Is this a valid approach ? Any alternative suggestions ?
All options are valid, it depends on the level of abstraction you want.
In a Filter, you only have access to HttpServletRequest and HttpServletResponse objects, so you are very much coupled with the Servlet API. You also don't (directly) have access to all the great Spring functionality like returning a view to be rendered or a ResponseEntity.
In a HandlerInterceptor, it's again more of the same. You can do your redirection or request handling directly in the preHandle() where you don't have access to the ModelAndView or set a flag which you check in postHandle(). You would have access to the ModelAndView but not to some other Spring MVC functionality.
Spring Security is a good alternative, but I find it has a lot of configuration that I don't like too much.
One final alternative, that I like the most, is to use AOP (you can do this with Spring Security or Shiro as well).
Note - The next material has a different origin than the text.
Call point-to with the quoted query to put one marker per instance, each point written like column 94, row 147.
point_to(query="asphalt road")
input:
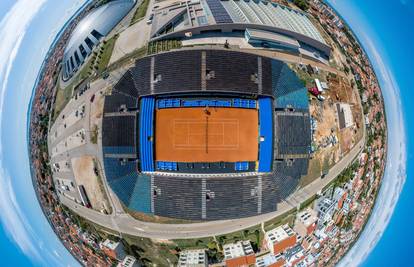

You create an annotation like #Private and you annotate your #Controller handler methods. You use AOP to advise these methods. The advice basically checks some session or request attribute for a flag (authorized or not). If you are allowed, you continue executing the handler method, if not, you throw an UnauthorizedException (or similar). You then also declare an #ExceptionHandler for that exception where you have pretty much complete control over how the response is generated: a ModelAndView (and related), a ResponseEntity, annotate the handler with #ResponseBody, write the response directly, etc. I feel like you have much more control, if you want it.